Harvesting hope for the year ahead

After a year of heartbreaking loss and isolation, destruction caused by climate change, a national reckoning with systemic racism and police brutality, and a historic election, these can feel like difficult times to harvest hope. But at Washington Farmland Trust, we are reflecting on the lessons and inspiration we gleaned from this past year and working to infuse them into the work that lies ahead. We hope that these reflections offer you sentiments of joy and renewed energy as you begin this new year.

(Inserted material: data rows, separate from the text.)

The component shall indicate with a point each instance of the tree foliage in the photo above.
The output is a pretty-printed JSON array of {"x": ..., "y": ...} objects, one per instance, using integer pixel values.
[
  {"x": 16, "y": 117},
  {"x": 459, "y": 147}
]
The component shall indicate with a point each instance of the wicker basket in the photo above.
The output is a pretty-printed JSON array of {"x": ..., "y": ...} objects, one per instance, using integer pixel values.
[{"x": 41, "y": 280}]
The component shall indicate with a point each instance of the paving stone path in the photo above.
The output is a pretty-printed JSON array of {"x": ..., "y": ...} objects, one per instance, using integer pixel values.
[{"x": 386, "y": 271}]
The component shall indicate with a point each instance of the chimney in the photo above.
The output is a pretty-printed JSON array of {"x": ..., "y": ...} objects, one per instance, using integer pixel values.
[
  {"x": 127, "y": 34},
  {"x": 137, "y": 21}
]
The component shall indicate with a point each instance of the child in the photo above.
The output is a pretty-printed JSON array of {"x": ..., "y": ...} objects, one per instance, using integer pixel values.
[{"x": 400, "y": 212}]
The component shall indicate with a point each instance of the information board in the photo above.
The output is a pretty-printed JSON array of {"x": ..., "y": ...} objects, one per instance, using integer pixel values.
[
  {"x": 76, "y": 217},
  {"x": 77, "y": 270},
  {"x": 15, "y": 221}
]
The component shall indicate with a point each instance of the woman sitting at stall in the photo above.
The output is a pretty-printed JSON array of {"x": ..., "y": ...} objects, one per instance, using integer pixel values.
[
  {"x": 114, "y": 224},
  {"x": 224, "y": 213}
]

The ache that I’ve felt in being separated from colleagues, friends, and loved ones this past year has reminded me just how critical human connection is to thriving families and communities.  When it’s safe, I look forward to the joy, energy, understanding, and connection brought forth by sharing space together.

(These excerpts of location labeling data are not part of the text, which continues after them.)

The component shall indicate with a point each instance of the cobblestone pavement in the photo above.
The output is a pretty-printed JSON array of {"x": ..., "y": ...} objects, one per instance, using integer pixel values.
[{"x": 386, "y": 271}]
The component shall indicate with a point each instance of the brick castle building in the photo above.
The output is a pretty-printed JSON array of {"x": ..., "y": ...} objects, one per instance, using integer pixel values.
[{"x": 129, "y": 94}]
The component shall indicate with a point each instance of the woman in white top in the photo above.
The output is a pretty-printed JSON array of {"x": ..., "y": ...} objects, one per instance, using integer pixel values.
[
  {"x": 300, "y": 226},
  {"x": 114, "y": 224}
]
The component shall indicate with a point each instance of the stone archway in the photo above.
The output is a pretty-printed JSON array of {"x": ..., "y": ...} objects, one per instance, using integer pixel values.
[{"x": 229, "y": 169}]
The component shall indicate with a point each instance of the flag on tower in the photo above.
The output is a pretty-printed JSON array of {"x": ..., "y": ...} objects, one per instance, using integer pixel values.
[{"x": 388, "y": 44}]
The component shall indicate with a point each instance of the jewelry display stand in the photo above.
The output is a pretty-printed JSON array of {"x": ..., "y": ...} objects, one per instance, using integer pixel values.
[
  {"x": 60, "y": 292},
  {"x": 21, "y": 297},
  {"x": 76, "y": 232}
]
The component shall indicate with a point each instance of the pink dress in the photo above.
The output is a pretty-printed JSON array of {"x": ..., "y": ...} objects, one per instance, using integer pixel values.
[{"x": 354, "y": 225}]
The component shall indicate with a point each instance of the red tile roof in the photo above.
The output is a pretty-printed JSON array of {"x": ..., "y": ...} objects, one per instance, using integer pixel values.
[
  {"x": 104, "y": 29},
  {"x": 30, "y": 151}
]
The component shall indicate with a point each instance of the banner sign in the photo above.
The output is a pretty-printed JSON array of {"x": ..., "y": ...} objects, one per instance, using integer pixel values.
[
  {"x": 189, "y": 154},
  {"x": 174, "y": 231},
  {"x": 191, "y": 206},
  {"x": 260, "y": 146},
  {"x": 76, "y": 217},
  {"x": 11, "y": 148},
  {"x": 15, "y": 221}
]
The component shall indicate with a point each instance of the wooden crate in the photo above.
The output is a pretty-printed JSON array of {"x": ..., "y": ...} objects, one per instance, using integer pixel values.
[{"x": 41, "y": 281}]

Melissa Campbell, Executive Director

I experienced, first hand, the surge in demand for local and organic food during pandemic related changes to all of our lives. At our farm, we sold out of our products within hours of making them available, and we saw so many new customers dedicate space and finances to eating seasonally and locally. Additionally, I was inspired by the Black Lives Matter conversation and protests, and I am hopeful that this progress and awareness will bring equity and inclusion into how we protect and steward our land resources.

Nate Lewis, Conservation Manager

In the face of indescribable uncertainty, fear, and isolation, I have been awed by countless demonstrations of generosity, kindness, and grace. From supporters, from partners, from friends, from complete strangers. I am hopeful that we, as a people, can carry forward the good that we brought out in each other through the hardest of times.

Gina Kilbridge, Senior Development Manager

This past year, I was heartened to see conversations happening around the immense burden carried by the essential workers who grow our food: farmers. In the face of climate change and a history of racial inequity, I am hopeful that these conversations and the fight for justice within our food system will continue within our organization and in the larger community.

Molly Goren, Communications Director

Like many others, I’ve found it important to balance the extra online time by exploring the outdoors in new ways. Even small amounts of time that would have otherwise have been lost to commuting or traveling is now spent exploring neighborhood parks, local natural areas, and even our own backyard with renewed purpose and curiosity. I’m hopeful this renewed sense of place will help us all recognize the incredible natural resources this region has to offer, and how we can all play a role in their care into the future.

Rusty Milholland, Stewardship Manager

I am inspired by the outpouring of kindness and generosity I have observed and experienced this past year. My hope is that a deep awareness of our interconnectedness, to each other and to the planet, will help heal our divisions. Dreams of a better future for the next generation are keeping be motivated in 2021.